A promotora de Justiça Priscila Naegele pediu a absolvição, por falta de provas, dos outros três acusados que estavam sendo julgados: Janaína Silva de Oliveira da Costa, Ronaldo Amaral de Oliveira e Marco Antônio Vicente, que também foram absolvidos pelo Conselho de Sentença. O julgamento dos quatro réus durou cinco dias e foram ouvidas 17 testemunhas.

Os outros réus do processo, Anderson Silva de Souza e Ednei Gonçalves Pereira, já haviam julgados e foram sido condenados, em 2009, a 18 anos de prisão pelo assassinato de Renné. Apenas os ex-seguranças da vítima, Anderson Silva de Souza e Ednei Gonçalves Pereira, condenados em 2009 a 18 anos de prisão, cumprem pena pelo crime.

O Ministério Público do Rio recorreu contra a absolvição. O prazo mínimo para um novo julgamento é de três meses. Na avaliação dos promotores do MP do Rio, o Júri não levou em consideração investigações concluídas, que constavam no processo como as ligações telefônicas de Adriana para o ex-segurança Anderson Souza, já condenado pelo crime, que comprovariam que ela foi a mandante do assassinato. A defesa da viúva classificou a atuação da acusação como "covarde, infantil, preconceituosa e sem provas".

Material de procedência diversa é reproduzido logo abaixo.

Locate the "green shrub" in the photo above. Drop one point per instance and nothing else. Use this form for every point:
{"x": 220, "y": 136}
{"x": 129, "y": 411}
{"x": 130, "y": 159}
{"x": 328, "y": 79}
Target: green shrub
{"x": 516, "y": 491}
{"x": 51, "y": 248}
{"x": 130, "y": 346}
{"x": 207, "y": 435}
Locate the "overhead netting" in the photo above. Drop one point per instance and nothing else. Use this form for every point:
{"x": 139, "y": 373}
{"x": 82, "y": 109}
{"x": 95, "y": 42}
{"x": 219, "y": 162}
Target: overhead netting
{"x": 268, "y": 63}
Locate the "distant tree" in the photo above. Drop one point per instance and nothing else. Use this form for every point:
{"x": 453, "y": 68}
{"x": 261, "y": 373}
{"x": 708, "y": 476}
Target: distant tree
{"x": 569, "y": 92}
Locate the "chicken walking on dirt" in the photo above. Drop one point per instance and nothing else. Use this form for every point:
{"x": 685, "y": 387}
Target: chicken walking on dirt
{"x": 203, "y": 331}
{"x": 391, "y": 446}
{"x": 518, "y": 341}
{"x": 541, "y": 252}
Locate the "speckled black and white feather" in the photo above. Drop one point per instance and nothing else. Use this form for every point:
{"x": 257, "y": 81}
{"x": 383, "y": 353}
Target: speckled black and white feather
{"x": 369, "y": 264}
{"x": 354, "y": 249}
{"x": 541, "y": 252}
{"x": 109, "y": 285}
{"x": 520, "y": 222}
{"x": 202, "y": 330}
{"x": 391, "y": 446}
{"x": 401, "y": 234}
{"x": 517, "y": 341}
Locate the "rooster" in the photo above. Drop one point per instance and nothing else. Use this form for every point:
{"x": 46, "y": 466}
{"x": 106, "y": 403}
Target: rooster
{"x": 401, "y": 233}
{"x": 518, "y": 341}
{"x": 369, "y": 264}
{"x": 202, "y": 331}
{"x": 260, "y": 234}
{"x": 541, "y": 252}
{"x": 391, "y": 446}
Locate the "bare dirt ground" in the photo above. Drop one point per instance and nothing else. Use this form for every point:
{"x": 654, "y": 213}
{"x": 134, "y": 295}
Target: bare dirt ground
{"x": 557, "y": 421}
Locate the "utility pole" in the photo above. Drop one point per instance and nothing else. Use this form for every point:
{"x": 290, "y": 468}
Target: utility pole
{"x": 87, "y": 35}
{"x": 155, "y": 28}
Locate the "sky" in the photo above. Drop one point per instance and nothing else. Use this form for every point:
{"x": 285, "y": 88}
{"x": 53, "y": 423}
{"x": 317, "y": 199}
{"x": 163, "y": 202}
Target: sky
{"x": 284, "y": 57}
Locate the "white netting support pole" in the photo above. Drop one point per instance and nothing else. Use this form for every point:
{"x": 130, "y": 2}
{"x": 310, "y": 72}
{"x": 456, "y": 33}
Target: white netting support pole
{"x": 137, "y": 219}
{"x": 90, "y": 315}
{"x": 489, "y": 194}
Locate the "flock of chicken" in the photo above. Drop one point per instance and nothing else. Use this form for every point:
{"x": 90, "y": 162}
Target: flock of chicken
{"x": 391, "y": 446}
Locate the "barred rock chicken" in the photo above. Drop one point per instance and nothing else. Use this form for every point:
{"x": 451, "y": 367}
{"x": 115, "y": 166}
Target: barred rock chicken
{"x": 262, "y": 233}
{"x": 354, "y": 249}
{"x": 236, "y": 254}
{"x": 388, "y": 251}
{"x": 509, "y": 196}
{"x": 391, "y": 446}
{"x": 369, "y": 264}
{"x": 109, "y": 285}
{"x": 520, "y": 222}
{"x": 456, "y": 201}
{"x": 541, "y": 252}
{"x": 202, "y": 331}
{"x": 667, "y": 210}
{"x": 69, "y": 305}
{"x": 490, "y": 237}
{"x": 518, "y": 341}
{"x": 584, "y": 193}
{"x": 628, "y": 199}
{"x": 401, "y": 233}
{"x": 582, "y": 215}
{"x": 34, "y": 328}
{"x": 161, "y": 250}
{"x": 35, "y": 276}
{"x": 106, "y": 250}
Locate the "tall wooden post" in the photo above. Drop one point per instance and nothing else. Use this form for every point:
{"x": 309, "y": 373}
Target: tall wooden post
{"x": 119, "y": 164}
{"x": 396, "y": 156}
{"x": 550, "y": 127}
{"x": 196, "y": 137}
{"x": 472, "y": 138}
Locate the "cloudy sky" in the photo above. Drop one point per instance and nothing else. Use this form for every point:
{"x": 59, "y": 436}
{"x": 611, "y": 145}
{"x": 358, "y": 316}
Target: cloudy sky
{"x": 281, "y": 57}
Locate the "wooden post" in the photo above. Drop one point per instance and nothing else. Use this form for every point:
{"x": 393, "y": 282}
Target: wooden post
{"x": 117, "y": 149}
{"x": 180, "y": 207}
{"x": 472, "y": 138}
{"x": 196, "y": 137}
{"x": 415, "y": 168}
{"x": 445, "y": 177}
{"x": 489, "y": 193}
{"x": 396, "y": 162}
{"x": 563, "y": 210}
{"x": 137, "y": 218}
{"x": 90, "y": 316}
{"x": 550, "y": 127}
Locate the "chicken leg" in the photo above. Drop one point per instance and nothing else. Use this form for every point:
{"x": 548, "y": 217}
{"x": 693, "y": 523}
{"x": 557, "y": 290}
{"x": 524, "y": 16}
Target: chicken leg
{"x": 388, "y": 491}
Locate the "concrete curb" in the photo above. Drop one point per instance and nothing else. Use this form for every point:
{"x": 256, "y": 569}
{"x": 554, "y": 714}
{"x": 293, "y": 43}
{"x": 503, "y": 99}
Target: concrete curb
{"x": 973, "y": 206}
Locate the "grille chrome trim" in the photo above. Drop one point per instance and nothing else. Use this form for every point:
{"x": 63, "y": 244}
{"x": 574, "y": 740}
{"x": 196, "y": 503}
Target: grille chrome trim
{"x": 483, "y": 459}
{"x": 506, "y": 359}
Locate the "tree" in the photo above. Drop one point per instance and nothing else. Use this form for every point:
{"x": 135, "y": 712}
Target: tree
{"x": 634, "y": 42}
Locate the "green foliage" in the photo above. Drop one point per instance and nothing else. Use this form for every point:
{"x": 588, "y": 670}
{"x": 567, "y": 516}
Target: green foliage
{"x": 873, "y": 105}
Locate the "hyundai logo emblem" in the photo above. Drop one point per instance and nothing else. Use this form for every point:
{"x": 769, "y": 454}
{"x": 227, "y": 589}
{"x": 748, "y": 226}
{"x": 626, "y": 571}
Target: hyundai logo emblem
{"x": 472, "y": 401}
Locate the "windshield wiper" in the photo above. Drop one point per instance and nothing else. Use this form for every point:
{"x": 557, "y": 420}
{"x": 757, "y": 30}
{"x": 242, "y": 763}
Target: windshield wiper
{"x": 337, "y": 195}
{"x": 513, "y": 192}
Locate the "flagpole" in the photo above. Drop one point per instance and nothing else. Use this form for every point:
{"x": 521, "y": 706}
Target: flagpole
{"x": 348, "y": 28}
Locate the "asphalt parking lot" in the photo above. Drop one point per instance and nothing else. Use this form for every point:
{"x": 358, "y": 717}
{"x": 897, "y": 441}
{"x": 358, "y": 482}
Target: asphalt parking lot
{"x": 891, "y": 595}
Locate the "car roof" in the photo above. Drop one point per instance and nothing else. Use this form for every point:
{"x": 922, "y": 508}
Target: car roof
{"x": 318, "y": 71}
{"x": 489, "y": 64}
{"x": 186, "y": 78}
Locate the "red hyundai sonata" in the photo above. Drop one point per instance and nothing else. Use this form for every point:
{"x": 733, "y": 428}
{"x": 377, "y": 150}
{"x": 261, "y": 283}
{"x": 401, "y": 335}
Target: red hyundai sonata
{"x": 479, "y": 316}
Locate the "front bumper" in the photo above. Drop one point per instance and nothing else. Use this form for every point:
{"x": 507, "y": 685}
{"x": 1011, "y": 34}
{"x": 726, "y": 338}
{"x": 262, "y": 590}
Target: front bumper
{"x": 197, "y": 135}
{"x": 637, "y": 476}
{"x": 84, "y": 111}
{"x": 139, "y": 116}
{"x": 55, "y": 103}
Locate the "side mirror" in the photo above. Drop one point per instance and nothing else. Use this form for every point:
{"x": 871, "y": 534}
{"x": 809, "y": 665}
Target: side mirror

"Estou absolutamente convencida da participação de Adriana, mas o Tribunal do Júri é isto. A sociedade é que decide. A decisão é soberana, mas não é absoluta", afirmou a promotora Priscilla Naegele Vaz. A única filha do milionário, Renata Senna, não compareceu ao último dia de julgamento. O advogado dela, Marcus Rangoni, confirmou que o MP do Rio entrou com recurso logo no final do julgamento e disse que a absolvição revoltou a família da filha da vítima, que também deseja recorrer contra a decisão.

Adriana foi absolvida após cinco dias de julgamento e de prestar depoimento por mais de seis horas. Ela admitiu que teve um caso fora do casamento com um motorista de van, com quem passou o Réveillon de 2007. A viúva disse que a relação extraconjugal aconteceu, porque o marido sofria de disfunção erétil. Ao ouvir a sentença, Adriana chorou. Ela deixou o fórum no carro de seu advogado de defesa e sob a escolta de uma equipe da Polícia Militar, por volta de 2h45, sem falar com os jornalistas.

A defesa da viúva tentou colocar a culpa do crime em Renata, a única filha de René Sena, que disputa na Justiça com a viúva a herança do pai, hoje bloqueada pela Justiça. O advogado Jackson Costa alegou que o ex-lavrador desconfiava da paternidade e teria gasto R$ 380 mil em um exame de DNA. No entanto, os advogados da filha do milionário negam e informam que um exame no laboratório da Universidade Federal do Rio de Janeiro já comprovou que o milionário era o pai de Renata.

Absolvida, a viúva passa a ter o direito de lutar pela metade da fortuna deixada pelo marido hoje estimada em R$ 100 milhões. No testamento, o milionário deixou metade do patrimônio para a viúva. Apontada pela polícia como mandante do crime, se condenada, Adriana teria o acesso definitivamente interditado aos bens da vítima. Todo o patrimônio ficará interditado pela Justiça até o fim do processo criminal sobre a morte do milionário.

A tendência é que Adriana inicie uma batalha na área cível pelos bens do marido e Renata tente se manter como a única herdeira do pai. Entre os bens de René estariam contas bancárias, propriedades e veículos. Apenas a fazenda em Rio Bonito estaria avaliada em R$ 9 milhões. Entre os imóveis está uma cobertura em Arraial do Cabo (Região dos Lagos), que Adriana comprou por R$ 300 mil, em janeiro de 2007, poucos dias antes da morte de René. Ao comprar o apartamento, ela declarou que era solteira.